Transformers, and more generally attention-based models, are omnipresent in modern deep learning frameworks, dominating a wide range of applications from language to vision and speech. Self attention, one of the primary operators in these models, is often cited for its quadratic complexity with respect to input size. Avoiding this complexity has often been done through local and sparse patterns, which can be effective, but usually either eliminate useful properties and inductive biases, or are often difficult to implement and scale.

We propose neighborhood attention, a restriction of self attention to nearest neighbors, which results in linear time complexity, and can maintain many of the properties present in self attention. This pattern can be thought of as a flexible sliding window pattern, aimed at capturing consistent local context throughout the input. Previous attempts at sliding window patterns in attention were roadblocked by the relative difficulty in implementing such patterns for parallel hardware, which dominate training deep learning models.

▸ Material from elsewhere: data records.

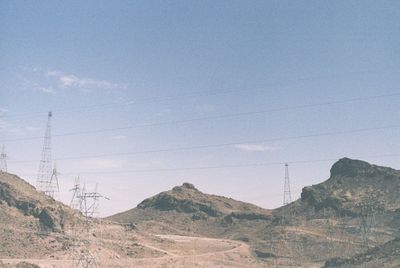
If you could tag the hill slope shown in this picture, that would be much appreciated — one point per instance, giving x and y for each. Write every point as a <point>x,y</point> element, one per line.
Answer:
<point>325,223</point>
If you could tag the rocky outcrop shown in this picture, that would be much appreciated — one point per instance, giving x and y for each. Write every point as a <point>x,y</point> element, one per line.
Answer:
<point>16,193</point>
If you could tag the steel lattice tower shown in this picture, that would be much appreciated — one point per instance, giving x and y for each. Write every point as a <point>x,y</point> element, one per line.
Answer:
<point>47,180</point>
<point>3,160</point>
<point>287,196</point>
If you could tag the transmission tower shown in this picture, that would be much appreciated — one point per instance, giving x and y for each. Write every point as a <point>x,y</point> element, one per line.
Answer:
<point>287,196</point>
<point>76,192</point>
<point>88,205</point>
<point>3,159</point>
<point>47,179</point>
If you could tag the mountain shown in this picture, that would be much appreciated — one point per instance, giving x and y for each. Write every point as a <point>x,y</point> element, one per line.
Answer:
<point>356,208</point>
<point>25,214</point>
<point>38,231</point>
<point>349,220</point>
<point>387,254</point>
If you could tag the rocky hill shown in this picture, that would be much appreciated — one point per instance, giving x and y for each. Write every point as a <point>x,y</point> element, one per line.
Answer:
<point>188,200</point>
<point>326,222</point>
<point>349,220</point>
<point>26,216</point>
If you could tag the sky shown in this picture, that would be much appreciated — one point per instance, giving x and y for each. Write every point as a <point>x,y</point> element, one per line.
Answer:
<point>147,95</point>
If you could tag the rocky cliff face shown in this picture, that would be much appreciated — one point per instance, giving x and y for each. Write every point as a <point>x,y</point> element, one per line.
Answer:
<point>354,186</point>
<point>18,194</point>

To that end, we propose and implement a range of different algorithms for neighborhood attention, starting with naive implementations.

We then formulate neighborhood attention as an implicit general matrix-matrix multiplication (GEMM) problem, and implement its kernels in CUTLASS. This implementation provides up to 6X improvement in latency in 1D problems, and 4X improvement in 2D problems compared to naive GPU kernels. We package and release all of our implementations as a Python package, NATTEN, which would allow researchers to quickly set up and use neighborhood attention. We finally show some of many possible applications of neighborhood attention, by introducing a set of hierarchical vision transformers, Neighborhood Attention Transformer, and present their performance on image classification, object detection, and image segmentation.